Medtronic spokeswoman Cindy Resman told the Business Journal that approximately half the job cuts will take place overseas and 70 jobs would be affected across California, including Santa Rosa. Most affected employees have already been notified, she said.
"The company’s current worldwide employee populations is approximately 45,000 -- this is relatively flat from the start of our (fiscal year 2013)," Ms. Resman said in an email, also pointing out that Medtronic currently has 555 positions posted on its website, including 105 in California.
About 65 percent of all cuts have already taken place. The remainder will take place before the end of the company's 2014 fiscal year, Ms. Resman said, adding that while job cuts have occurred in some areas, growth has occurred in others.
The announcement of companywide jobs cuts came during a conference call with investors and reporters announcing Medtronic's fourth-quarter earnings.
Minneapolis-based Medtronic anticipates it will save between $200 million and $225 million annually as a result of the job restructure. Cuts will take place primarily in medical device maker's Cardiac and Vascular Group and spine segment.
The Cardiac and Vascular group, which includes the cardiac rhythm disease management, coronary, structural heart and endovascular businesses, reported international sales of $1.34 billion in its fourth quarter and fiscal 2013, ended April 26. That's a 7 percent increase over the year after adjusting for currency changes, or 4 percent as reported, according to Medtronic.
Companywide, Medtronic reported international fourth-quarter revenues of nearly $4.5 billion, up 5 percent for the year when adjusted for currency, which included a $48 million hit from currency fluctuations.
Fourth-quarter earnings on that revenue were $969 million, or 95 cents per diluted share, for a decrease of 2 percent on revenue and 1 percent on share value over the year.

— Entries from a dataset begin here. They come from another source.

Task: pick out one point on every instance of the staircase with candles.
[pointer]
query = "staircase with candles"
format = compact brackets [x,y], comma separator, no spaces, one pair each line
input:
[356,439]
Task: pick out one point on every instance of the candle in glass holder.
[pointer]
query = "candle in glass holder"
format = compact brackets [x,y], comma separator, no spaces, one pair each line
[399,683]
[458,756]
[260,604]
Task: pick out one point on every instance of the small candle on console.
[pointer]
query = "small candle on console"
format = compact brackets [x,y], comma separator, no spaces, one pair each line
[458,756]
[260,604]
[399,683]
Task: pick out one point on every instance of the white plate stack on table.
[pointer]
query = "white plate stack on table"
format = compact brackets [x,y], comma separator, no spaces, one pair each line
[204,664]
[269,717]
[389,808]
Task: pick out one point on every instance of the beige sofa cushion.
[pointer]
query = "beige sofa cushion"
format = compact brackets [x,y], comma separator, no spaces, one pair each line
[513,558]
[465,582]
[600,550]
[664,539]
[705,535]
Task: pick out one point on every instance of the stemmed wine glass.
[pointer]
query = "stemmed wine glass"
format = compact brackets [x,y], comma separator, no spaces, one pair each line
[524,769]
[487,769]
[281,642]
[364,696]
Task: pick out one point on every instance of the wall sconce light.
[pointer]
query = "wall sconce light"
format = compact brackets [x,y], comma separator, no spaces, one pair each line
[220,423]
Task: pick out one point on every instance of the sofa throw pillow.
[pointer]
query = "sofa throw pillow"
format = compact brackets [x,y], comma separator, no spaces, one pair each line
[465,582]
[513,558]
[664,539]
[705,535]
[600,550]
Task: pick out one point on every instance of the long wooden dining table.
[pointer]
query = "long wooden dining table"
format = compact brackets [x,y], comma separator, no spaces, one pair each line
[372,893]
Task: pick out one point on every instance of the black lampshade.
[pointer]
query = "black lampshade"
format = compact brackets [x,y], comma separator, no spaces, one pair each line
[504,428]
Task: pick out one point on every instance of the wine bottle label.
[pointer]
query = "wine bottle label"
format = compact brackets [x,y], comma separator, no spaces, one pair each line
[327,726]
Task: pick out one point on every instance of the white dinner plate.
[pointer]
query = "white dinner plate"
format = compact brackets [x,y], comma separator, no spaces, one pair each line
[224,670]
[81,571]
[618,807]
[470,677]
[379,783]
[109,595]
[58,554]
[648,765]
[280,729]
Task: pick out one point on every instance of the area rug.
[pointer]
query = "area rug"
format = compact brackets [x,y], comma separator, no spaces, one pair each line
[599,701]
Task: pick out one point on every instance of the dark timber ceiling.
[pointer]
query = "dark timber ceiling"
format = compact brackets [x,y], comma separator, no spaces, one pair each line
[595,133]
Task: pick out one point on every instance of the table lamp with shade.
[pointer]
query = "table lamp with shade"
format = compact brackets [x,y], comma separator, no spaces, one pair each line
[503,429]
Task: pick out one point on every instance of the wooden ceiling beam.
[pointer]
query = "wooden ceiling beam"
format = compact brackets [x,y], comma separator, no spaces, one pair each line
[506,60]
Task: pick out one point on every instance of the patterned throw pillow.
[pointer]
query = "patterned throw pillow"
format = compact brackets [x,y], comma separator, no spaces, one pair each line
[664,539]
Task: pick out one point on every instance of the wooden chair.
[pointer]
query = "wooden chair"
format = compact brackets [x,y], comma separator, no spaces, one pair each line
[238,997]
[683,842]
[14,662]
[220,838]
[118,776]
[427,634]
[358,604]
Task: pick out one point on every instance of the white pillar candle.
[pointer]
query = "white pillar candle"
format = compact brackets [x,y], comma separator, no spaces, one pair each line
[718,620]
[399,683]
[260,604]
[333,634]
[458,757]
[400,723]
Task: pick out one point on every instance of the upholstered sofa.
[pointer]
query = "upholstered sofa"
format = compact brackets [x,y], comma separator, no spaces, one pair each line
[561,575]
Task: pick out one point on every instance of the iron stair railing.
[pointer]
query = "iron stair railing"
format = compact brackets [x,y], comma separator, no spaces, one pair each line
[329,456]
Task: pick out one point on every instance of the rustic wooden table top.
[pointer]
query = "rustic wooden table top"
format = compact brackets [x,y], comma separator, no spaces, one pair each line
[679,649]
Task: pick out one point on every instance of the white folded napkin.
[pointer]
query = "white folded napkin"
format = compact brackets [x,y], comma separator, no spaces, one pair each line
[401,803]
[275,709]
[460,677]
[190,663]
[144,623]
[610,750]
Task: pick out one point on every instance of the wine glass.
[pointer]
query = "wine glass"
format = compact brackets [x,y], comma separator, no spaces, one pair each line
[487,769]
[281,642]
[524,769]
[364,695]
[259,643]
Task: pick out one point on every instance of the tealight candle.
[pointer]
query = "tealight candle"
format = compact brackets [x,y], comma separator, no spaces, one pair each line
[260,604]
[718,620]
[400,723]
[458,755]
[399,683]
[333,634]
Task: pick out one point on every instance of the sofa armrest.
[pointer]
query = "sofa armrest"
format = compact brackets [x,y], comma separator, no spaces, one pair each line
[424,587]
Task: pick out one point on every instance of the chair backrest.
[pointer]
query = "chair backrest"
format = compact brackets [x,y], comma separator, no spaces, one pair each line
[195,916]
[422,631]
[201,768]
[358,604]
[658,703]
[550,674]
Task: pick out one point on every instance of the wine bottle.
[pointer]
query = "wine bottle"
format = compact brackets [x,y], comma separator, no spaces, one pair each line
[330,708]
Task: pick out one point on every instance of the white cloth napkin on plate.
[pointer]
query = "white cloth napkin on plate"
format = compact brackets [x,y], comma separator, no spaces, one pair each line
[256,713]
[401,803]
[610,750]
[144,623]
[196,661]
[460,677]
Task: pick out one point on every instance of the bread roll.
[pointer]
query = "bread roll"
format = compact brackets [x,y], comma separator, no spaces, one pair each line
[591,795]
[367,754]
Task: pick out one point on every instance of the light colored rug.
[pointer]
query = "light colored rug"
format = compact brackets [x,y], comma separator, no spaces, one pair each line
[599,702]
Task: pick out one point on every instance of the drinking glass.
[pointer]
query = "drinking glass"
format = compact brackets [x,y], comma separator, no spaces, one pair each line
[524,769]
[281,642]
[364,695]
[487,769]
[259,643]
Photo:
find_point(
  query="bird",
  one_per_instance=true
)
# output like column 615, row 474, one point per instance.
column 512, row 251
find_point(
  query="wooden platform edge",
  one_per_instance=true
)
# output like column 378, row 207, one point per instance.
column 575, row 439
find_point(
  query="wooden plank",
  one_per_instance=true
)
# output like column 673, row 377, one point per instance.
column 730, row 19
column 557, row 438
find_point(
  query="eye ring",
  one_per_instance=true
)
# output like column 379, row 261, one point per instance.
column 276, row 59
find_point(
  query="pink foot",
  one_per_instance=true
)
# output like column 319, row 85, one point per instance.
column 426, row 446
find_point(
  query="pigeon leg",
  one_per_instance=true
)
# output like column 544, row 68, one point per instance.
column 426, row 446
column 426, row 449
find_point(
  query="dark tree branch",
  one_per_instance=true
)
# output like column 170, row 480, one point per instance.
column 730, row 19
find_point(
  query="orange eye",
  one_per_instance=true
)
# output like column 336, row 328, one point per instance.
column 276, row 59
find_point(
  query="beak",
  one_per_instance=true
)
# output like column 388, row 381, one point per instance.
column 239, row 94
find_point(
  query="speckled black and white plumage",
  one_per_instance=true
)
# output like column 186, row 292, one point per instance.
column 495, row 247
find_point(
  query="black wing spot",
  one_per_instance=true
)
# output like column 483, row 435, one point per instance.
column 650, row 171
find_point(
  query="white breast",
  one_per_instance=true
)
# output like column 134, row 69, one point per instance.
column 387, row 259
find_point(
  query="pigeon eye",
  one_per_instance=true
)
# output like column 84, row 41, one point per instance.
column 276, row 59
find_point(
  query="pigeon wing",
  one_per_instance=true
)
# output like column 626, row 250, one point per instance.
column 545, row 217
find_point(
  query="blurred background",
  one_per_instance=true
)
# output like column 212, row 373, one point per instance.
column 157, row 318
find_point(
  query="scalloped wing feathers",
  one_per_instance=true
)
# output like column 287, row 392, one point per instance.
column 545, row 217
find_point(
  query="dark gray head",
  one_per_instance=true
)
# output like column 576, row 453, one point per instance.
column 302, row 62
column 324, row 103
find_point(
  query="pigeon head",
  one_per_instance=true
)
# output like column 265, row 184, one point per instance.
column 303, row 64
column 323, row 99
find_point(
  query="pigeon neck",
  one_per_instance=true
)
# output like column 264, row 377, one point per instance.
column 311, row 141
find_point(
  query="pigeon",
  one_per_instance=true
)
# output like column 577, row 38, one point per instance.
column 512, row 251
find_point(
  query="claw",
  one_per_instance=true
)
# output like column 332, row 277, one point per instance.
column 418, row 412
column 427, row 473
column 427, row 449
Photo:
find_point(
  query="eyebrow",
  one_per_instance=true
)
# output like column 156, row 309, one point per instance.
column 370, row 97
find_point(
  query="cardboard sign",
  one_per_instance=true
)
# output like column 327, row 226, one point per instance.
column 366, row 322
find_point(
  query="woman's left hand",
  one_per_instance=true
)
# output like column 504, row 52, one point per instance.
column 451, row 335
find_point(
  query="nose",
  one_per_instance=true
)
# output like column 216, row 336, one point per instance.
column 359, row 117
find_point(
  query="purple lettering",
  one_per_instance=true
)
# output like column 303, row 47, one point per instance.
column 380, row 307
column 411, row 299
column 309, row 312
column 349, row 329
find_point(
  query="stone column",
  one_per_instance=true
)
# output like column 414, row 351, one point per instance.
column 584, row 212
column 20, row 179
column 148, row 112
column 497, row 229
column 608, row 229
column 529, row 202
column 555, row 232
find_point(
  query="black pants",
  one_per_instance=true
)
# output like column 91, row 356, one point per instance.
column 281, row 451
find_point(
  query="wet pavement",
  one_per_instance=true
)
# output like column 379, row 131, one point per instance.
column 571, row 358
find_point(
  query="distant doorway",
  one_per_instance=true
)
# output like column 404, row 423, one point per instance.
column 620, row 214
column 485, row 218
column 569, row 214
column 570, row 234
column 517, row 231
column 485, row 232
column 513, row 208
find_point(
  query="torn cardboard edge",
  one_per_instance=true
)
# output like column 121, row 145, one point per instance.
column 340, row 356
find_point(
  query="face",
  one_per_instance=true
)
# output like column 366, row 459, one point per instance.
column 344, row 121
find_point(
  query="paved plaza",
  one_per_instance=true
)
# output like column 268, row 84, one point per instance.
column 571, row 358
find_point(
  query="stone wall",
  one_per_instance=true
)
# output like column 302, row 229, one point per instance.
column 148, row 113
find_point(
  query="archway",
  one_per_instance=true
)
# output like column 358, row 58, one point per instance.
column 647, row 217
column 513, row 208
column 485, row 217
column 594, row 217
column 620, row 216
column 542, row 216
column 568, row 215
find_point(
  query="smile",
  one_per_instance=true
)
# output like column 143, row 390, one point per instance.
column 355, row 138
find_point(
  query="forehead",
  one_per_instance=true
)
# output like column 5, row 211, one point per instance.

For the Cardiac and Vascular Group, fourth-quarter revenues were $1.33 billion, a 4 percent increase over the same period last year.
Coronary revenue of $465 million grew 5 percent, with sales of drug-eluting stents increasing by 22 percent when adjusted for currency variations, driven gains of the Resolute Integrity drug-eluting stent.
Structural Heart revenue of $310 million grew 8 percent on a constant currency basis or 7 percent as reported. Growth was driven by the strength of transcatheter aortic heart valves.
Endovascular revenues of $235 million grew 7 percent over the year, driven by "significant growth" with Medtronic's Endurant aortic stent graft in Japan, while strong growth from thoracic portfolio was driven by Valiant Captivia in the U.S., Japan and China.
Medtronic said fourth-quarter revenue from implantable cardioverter defibrillators possibly outperformed the rest of the market, growing 2 percent over the year to $755 million after adjusting for currency differences.
"These fourth-quarter results were a strong finish to a solid fiscal year and, more importantly," represented "another step toward our goal of delivering consistent and dependable growth," Omar Ishrak, Medtronic chairman and chief executive officer, said in a statement.
The Restorative Therapies Group, which includes the spine, neuromodulation, diabetes and surgical technologies businesses, had worldwide sales in the quarter of $2.117 billion, an annual increase of 4 percent when adjusted for currency. Spine product revenues on those sales were $811 million, which was flat over the year after adjusting for currency changes.